Его абсолютно черные (в них не бы­ло видно зрачков) с поволокой глаза напоминали мне взгляд раненого, страдающего зверя. Поэтому, если что-то было не так, он мог рассказать человеку все, что о нем думает. Ян чувствовал людей, видел их насквозь, обмануть его, прикинувшись не тем, кто ты есть на самом деле, было не­возможно. Помню случай, когда он принародно в глаза сказал одному актеру, использовавшему идею Арлазорова для своего номера: «Ты — вор!».

Отец артиста Маер Шмульевич
Шульруфер был адвокатом,
участником Великой Отечественной войны,
лейтенантом медицинской службы

— У Яна Майоровича часто за­имствовали идеи?

— Все они, конечно же, витают в воздухе, вот только не каждый умеет их считывать. Когда Ян только начинал выступать, его пренебрежительно называли «массовиком-затейником». А потом потихоньку, потихоньку начали у него воровать — кто манеру поведения, кто какие-то характерные жесты или словечки. Не так давно мне звонили из Украины и рассказывали, что один из актеров юмористического жанра (не стану называть его фамилию) во время гастролей весь свой концерт построил на приемах Арлазорова.

«Это же хорошо, — сказала я, — значит, Ян все делал правильно — плохое присваивать не будут». Происходило это и при жизни Яна — его часто копировали, в том числе и пародийно. Он страдал, сердился, ругался, но поделать с этим ничего не мог. И потом, сколько бы его ни копировали, повторить Арлазорова все равно не может никто. И в этом смысле Яна очень сильно не хватает на современной эстраде. Он был актером очень глубоким и тонким, никогда не лез в политику и не шутил ниже пояса, но его, казалось бы, неактуальные бытовые темы неизменно пользовались успехом.

А еще Ян был очень требователен и придирчив к самому себе. Если же по какой-то причине зрители реагировали не так, как он ждал, ужасно расстраивался и, выйдя со сцены, говорил: «Сегодня я обгадился!». — «С чего ты это взял?» — интересовалась я. «В таком-то месте не было аплодисментов», — грустно отвечал он. «Так их потому и не было, — убеждала его я, — что все было слишком хорошо — они просто обомлели и забыли о том, что нужно хлопать».

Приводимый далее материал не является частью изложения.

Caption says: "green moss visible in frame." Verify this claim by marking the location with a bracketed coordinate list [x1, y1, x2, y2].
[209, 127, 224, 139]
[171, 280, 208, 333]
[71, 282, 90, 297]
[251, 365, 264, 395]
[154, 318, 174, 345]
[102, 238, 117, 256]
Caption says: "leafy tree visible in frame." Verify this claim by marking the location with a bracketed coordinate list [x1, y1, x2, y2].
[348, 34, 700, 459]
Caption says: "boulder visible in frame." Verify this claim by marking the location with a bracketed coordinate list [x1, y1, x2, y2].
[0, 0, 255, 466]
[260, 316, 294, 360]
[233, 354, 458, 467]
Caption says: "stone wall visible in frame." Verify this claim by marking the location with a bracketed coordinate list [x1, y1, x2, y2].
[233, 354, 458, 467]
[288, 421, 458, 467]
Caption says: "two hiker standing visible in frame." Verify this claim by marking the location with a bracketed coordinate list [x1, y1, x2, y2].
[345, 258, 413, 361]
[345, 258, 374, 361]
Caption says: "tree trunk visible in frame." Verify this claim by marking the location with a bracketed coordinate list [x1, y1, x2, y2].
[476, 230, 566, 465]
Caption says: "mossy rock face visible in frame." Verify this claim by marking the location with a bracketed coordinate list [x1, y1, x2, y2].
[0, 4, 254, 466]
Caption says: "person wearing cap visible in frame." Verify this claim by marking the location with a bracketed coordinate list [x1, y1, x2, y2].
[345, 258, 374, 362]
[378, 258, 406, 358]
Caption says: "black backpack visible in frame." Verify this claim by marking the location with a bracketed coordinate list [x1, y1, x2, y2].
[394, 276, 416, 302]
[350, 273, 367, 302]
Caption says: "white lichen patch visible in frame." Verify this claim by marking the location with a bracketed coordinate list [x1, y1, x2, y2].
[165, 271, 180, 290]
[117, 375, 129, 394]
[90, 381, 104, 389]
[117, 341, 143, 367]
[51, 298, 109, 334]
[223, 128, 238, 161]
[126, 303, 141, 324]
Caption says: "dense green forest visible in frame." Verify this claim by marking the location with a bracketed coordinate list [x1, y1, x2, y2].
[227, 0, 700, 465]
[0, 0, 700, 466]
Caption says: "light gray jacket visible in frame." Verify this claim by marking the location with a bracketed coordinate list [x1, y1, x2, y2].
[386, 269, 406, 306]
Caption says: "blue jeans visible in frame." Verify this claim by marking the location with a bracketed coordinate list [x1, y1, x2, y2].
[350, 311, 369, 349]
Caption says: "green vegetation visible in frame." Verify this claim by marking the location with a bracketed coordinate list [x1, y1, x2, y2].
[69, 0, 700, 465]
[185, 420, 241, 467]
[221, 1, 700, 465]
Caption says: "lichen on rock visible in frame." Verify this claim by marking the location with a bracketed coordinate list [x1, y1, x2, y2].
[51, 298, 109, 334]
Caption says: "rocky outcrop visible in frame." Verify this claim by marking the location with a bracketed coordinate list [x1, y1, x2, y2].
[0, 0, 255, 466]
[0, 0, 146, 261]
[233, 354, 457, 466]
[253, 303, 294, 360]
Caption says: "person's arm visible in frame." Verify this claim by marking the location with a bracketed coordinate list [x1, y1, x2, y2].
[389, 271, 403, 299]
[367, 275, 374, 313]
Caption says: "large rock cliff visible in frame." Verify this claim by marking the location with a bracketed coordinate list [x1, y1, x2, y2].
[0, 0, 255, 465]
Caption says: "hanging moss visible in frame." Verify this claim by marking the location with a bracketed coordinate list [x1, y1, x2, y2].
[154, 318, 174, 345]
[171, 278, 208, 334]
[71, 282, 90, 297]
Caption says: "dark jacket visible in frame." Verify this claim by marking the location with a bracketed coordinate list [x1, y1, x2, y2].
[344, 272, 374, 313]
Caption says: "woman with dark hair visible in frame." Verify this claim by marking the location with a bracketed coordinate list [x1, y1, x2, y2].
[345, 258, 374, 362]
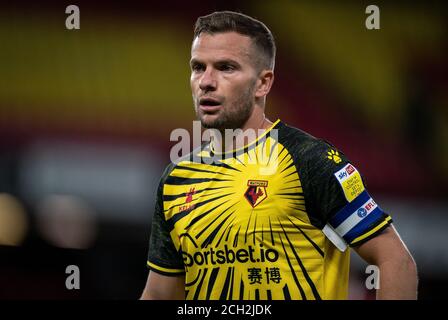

О качестве работы Арлазорова говорит то, что во время его выступления за кулисами с двух сторон всегда стояли работники концертного зала и артисты, которые участвовали в этом концерте. Ян был интересен всем — и зрителям, и коллегам. Многие из приглашавших его организаторов и заказчиков концертов, встречая меня сейчас, говорят: «Как жаль, что нет Арлазорова: его никто не в состоянии заменить». Я уже не говорю о том, что человек ушел из жизни так безвременно — на 61-м году жизни, ему бы еще жить и жить. Даже не верится, что с тех пор прошло уже пять лет...

— Семен Альтов вспоминает, что Ян Майорович был верным и преданным другом.

Ян носил фамилию матери
Раисы Яковлевны Арлазоровой

— Вообще-то, Ян, как типичный интроверт, очень уставал от толпы, любил побыть в одиночестве. Часто общение с людьми тяготило его, он даже не на каждый концерт хотел ехать. Всегда уз­навал, кто в нем еще работает: были люди, из-за которых он мог отказаться выступать, какой бы баснословный гонорар ему за это ни предлагали. В крайнем случае надо было развести их во времени: например, тот артист, видеть которого Яну было не­приятно, — в первом отделении, а сам он — во втором или наоборот. Арлазоров жил в своем мире, но иногда он пребывал в хорошем настроении, и это было самое замечательное время. Ян умел так шутить и так заразительно смеяться, что не хохотать рядом с ним было просто невозможно.

Ян был интуитивным человеком: он или любил, или не любил — середины не признавал. И если уж он с кем-то дружил, то раз и навсегда. Сеню Альтова, который был одним из первых авторов, начавших писать для Арлазорова-актера, он обожал как интеллигентного, тонкого человека и замечательного писателя. Когда Альтов ушел к Райкину, Ян очень страдал.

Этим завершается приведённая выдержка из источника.